This article was originally published on EverydayHealth.com by Denise Mann.
When Michelle Stevens, PhD, talks about dissociative identity disorder (DID), she brings a unique perspective to the table.
“I’m a psychologist, and I have it,” Dr. Stevens says. “I know DID from the inside out and the outside in.”
Stevens, 46, who practices in Pasadena, California, and serves as a consultant on the TV show Bates Motel, seemingly has it all today — a loving spouse and son, a thriving psychotherapy practice, and a memoir, Scared Selfless, slated for release in 2016. But her life wasn’t always this picture-perfect.
“I had severe depression throughout childhood and adolescence and tried to [kill myself] twice, which is what brought me into the mental health world,” she says.
It took many years, much therapy, and several hospitalizations before she was able to remember the trauma she’d suffered as a youngster and for doctors to accurately diagnose and begin to treat the DID when she was 32.
“Part of DID is that you don’t remember you were abused,” Stevens says. “I had no idea what I went through until I had graduated college and started having flashbacks.”
Who Gets DID?
Exactly what causes dissociative identity disorder is not fully understood, but up to one percent of the population may develop it, often in response to severe childhood trauma, according to the National Alliance on Mental Illness (NAMI).
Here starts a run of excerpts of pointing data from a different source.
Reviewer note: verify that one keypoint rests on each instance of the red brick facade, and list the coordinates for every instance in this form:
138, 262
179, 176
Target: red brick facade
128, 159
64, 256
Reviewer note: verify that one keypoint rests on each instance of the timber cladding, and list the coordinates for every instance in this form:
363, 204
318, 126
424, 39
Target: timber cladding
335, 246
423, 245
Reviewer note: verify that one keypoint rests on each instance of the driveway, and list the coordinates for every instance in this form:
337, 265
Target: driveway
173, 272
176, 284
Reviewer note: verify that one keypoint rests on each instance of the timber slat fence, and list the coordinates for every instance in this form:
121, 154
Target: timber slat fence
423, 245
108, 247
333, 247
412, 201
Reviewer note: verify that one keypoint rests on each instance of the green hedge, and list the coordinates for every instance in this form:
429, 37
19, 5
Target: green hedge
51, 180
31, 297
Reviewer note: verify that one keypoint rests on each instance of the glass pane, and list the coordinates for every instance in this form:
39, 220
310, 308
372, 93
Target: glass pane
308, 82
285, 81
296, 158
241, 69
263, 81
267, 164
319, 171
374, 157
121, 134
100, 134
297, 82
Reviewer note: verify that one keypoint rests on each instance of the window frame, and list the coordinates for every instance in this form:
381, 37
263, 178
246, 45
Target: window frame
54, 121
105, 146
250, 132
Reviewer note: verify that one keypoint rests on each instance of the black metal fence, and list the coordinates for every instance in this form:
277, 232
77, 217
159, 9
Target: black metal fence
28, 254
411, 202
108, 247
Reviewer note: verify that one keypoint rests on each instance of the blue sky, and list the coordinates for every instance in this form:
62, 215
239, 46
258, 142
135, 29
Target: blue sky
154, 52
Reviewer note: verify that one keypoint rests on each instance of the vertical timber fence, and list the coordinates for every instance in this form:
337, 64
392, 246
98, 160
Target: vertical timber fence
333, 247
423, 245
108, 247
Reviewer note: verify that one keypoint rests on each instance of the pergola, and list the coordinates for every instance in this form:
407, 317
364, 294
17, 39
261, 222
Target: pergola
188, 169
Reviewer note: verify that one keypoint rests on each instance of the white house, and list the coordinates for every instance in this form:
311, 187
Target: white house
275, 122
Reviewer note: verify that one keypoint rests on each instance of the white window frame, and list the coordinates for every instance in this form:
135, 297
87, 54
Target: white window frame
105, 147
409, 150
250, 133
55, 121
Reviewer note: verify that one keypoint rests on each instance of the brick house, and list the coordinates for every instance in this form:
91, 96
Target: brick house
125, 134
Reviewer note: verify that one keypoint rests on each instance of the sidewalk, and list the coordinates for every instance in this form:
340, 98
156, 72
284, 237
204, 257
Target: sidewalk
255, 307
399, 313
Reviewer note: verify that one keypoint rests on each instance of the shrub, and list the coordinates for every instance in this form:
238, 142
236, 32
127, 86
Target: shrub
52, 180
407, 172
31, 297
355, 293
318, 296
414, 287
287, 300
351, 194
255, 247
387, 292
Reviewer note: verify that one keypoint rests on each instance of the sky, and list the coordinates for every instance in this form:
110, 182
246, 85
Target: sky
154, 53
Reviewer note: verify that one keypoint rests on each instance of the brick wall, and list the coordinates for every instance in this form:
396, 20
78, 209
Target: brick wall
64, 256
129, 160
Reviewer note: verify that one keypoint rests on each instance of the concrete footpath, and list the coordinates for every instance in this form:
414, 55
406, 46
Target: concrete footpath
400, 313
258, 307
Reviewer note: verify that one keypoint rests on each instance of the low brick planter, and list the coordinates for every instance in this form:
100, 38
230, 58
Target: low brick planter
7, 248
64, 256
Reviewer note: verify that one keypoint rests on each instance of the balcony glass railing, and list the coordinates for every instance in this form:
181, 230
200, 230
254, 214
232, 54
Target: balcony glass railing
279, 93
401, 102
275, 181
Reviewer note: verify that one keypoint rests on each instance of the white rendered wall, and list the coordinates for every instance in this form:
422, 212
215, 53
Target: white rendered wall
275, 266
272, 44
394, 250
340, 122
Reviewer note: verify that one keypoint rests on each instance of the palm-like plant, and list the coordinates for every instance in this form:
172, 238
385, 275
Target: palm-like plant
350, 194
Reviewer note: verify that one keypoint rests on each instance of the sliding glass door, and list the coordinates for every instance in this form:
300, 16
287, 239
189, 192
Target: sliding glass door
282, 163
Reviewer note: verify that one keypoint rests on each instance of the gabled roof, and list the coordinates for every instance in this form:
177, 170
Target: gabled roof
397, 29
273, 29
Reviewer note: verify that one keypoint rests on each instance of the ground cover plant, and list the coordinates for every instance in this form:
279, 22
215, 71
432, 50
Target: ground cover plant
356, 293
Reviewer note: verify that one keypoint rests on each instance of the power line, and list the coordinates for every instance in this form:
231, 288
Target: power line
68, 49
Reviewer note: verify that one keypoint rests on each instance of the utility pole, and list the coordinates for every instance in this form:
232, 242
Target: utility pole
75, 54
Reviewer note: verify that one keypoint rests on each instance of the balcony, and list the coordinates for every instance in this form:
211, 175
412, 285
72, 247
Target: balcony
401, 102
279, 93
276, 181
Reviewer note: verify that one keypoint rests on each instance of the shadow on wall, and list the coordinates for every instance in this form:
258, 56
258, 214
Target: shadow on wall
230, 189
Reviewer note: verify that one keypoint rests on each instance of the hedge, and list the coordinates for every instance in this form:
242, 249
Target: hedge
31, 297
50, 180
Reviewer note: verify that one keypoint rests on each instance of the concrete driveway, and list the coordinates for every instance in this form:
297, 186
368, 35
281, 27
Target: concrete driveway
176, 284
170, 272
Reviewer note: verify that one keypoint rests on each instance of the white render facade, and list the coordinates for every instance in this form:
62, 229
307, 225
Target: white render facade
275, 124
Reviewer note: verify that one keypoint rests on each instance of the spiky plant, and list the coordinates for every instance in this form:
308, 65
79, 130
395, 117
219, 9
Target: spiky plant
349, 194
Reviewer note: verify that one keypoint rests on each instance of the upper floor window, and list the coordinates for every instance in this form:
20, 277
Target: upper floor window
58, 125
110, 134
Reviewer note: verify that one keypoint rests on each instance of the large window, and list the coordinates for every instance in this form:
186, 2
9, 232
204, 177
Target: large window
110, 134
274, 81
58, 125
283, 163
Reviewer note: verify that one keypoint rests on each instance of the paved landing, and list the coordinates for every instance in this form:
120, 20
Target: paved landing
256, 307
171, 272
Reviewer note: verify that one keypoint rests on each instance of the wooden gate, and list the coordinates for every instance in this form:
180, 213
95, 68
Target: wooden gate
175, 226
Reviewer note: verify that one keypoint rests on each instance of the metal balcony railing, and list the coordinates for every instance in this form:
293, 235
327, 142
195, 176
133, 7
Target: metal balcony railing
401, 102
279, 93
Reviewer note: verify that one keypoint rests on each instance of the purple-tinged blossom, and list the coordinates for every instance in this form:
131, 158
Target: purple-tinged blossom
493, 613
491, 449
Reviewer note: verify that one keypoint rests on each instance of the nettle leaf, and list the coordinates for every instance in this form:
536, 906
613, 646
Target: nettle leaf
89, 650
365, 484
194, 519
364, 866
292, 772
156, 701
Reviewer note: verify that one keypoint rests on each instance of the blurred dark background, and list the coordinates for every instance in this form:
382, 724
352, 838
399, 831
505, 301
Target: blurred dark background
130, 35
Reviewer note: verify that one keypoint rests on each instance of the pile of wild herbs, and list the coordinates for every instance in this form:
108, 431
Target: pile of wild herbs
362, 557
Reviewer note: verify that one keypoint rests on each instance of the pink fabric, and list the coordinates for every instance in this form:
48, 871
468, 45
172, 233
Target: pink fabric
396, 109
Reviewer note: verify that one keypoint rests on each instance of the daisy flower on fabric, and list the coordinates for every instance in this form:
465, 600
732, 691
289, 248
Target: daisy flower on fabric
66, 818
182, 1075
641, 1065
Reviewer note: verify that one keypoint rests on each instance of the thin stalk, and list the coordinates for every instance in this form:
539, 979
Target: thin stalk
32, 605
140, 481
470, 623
Like Stevens, people living with DID are more likely to be depressed, anxious, and even suicidal.
A person living with DID may have anywhere from 2 to 100 alternate identities, NAMI states. The average number is 10, and Stevens had about seven. Typically, these so-called alters develop to help the core personality cope with trauma, and what Stevens went through was nothing short of horrific. She was sexually victimized from age 8 through 14 in a child sex ring and developed an alter to help her cope with the rapes while they were happening.
“Not all alters have names or speak in different accents,” explains Elaine Beckwith, a psychologist and chief administrator at the Sanctuary Ranch in Okeechobee, Florida, a program that treats victims of sex trafficking. “Some are merely extensions of the core personality.”
Stevens’s personalities often emerged seamlessly. “I would repeatedly say, ‘I hate eggs and could never eat them,’ and then one morning order an omelet for breakfast,” she says.
After the Diagnosis, Healing
Having a dissociative identity disorder makes it hard to earn a living and maintain relationships. “My wife’s a saint,” Stevens says of her partner. They’ve been together 20 years and have a 9-year-old son. “She had always joked that I had multiple personalities, and she was right.”
Part of what often gets in the way of relationships and careers is that the alters are often at odds. “These are different people who have different agendas and different ways of protecting the core personality,” Stevens explains.
For her, treatment involved a lot of therapy, she says: “You need talk therapy to deal with trauma and to work out your trust issues.”
As Beckwith explains, “healing starts when the person begins to feel safe and the other personalities come out.”
And the can be lengthy, says Aaron Pinkhasov, MD, chairman of the department of behavioral health at Winthrop-University Hospital in Mineola, New York. “We may need medication to help with anxiety and depression and allow these individuals to feel safe enough to open up,” Dr. Pinkhasov says. “It is important not to re-traumatize them, and it can take a long time.”
But recovery is possible.
“Once I realized I had DID,” Stevens says, “I began to heal.”